A QUATRO MÃOS

“O POEMA INCONCLUSO

Gilberto Wallace

Se soubesses quão difícil

é escrever um poema.

Ficar horas à espreita

do verso que salva.

E não vindo o verso

ir para a cama

com o poema inconcluso

como uma pedra na cabeça

esperando que no sono aconteça.

– remessa pelo Orkut, em 18Jan2009.”

Estimado Gilberto!

Somente hoje tive um tempinho para tentar um exame mais acurado de tua bela peça acima lavrada. Agradeço a tua atenção e confiança.

De fácil entendimento, o texto me parece prosaico, apesar de prosa enxuta, contemporânea.
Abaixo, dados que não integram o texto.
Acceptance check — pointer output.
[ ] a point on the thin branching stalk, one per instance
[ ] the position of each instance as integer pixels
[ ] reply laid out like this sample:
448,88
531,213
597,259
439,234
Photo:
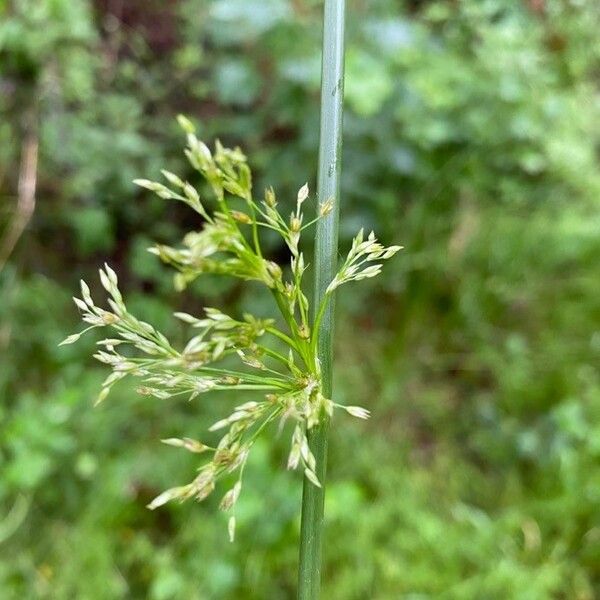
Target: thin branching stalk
326,248
291,381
Quase nada está sobrante, exceto o comparativo "como uma pedra...". Entendo que a possível emenda supressiva deste “como” é necessária. Também, para limpar o texto, a supressão do artigo indefinido que o acompanha. Eu, acaso autor, faria a cirurgia, sem pejo: metaforizaria.

Pra que ficar com o comparativo, se podemos usar a metáfora? Poesia não é linguagem codificada, cifrada?

Teríamos, então drummondianamente: “... E não vindo o verso/ ir para a cama/com o poema inconcluso/ pedra na cabeça/ esperando que o sono aconteça.”

Talvez seja uma questão estética pessoal: amo as metáforas ao ponto de entender que, sem elas, não há Poesia. Mas, depois do Mario Quintana, que deu dignidade poética à prosa (sendo este, a meu ver, o seu diferencial poético), estamos – nós, os puristas – num mato sem cachorro.

Há, rarefeita no texto, a sensação do "estranhamento", caracterizadora da Poesia. Não vejo, também, a característica da "transcendência", aquela que nos permite o "alumbramento", como dizia Manuel Bandeira.

Agrada-me, no entanto, a prosa escrita em versos, no que está muito similar às traduções de poemas de alguns estrangeiros, em quem o andamento rítmico é diferenciado do cadenciamento poético usual entranhado no espírito brasileiro. No caso, lembro o acadêmico Ivan Junqueira traduzindo T.S. Eliot, em “Quatro Quartetos”, Civilização Brasileira, 1967.

Segue, com o carinho de sempre, a sinceridade e a franqueza de teu amigo condenado a pensar e a dizer, por confraternidade.

– MONCKS, Joaquim. O CAOS MORDE A PALAVRA. Obra inédita em livro solo, 2009/2023.